Databricks provides a feature called Secret Scope, where we can securely store secrets. A secret scope is a collection of secrets identified by a name.
Azure Databricks provides two options to manage secrets:
- Azure Key Vault–backed secret scopes – Secrets are stored in Azure Key Vault and accessed through Databricks.
- Databricks-backed secret scopes – Secrets are stored and managed directly within Databricks.
Let’s explore both the ways in the article.
Below is the source code used in this article. – https://github.com/ArulrajGopal/kaninipro/tree/main/databricks_secret_manage

Azure key vault backed secret scope
Using the attached terraform code the below items are deployed.
- Necessary Resource groups
- Azure databricks
- Storage account
- For unity catalog metastore with container
- For storing raw data for this exercise
- Databricks access connector with storage blob contributor role
- Azure Key vault

Note:
- Sample data has been added to the raw data storage account.
- In the Terraform code, while creating the Azure Key Vault, access policies were added for both the service principal and the admin user so that the admin user can manually add secrets in the Azure Key Vault.
Get access key from storage account and add secret in azure key vault secret

Integrate azure keys from key vault into scope using below URL.
| <workspace_url>#secrets/createScope |

Once scope created, run the demo code by calling scope.

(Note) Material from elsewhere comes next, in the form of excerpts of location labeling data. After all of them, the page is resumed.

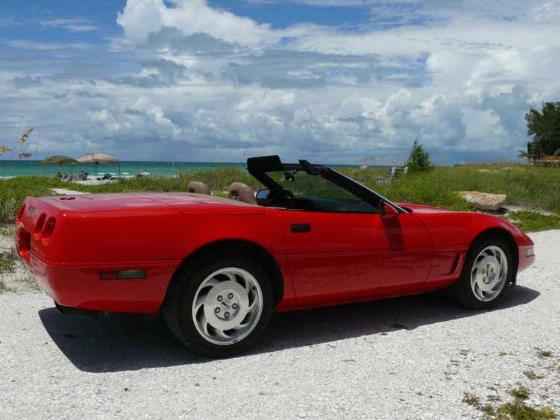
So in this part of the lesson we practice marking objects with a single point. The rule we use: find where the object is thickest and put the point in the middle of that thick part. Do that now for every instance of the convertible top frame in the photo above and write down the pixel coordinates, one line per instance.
(260, 166)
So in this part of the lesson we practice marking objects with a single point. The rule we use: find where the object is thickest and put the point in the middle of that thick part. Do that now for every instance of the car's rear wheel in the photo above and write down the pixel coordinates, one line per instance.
(220, 309)
(488, 271)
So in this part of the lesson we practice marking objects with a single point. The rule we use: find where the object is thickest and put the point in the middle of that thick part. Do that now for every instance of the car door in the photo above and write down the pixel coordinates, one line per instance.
(336, 255)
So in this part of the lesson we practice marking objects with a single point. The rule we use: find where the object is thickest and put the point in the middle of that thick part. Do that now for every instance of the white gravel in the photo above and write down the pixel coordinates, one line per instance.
(410, 358)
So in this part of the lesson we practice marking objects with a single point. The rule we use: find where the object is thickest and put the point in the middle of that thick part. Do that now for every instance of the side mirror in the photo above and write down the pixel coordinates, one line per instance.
(262, 195)
(388, 210)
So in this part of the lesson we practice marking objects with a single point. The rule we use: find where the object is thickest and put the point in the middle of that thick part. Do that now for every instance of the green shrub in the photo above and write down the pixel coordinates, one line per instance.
(419, 159)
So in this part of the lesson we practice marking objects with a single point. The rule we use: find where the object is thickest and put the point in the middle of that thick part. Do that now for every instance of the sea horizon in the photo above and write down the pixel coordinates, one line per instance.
(15, 168)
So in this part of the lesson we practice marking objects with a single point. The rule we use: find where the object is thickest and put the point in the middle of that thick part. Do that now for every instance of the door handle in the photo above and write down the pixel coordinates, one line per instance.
(301, 228)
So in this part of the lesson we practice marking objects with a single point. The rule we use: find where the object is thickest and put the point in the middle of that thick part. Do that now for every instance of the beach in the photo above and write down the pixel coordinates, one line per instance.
(12, 168)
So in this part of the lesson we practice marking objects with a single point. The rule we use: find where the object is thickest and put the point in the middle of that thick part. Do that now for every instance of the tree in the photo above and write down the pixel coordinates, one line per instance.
(544, 127)
(419, 159)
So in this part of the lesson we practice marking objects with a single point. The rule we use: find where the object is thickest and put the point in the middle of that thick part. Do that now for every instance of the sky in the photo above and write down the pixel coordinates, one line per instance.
(338, 81)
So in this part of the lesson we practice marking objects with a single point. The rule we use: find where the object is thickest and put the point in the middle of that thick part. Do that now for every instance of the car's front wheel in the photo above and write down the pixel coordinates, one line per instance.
(488, 270)
(220, 308)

Databricks backed secret scope
Databricks auth login
| databricks auth login –host <workspace_url> databricks auth profiles |
Databricks create scope
| databricks secrets create-scope <scope-name> databricks secrets put-secret <scope-name> <secret-key-name> –string-value=<secret-value> |

Once scope is created, run the demo code by calling the scope.

As seen in demo, both are reliable and manages the secrets without exposing into the code directly.
Choose between Azure Key Vault–backed and Databricks-backed secret scopes based on where and how you want to manage secrets.
- Azure key vault backed is preferred when secrets are already managed centrally in Azure key vault and will be used across azure services
- Databricks-backed secret scope is suitable for Databricks-only workloads where secrets are simple and do not require external secret management. It is easier to set up because secrets are stored directly inside the Databricks workspace.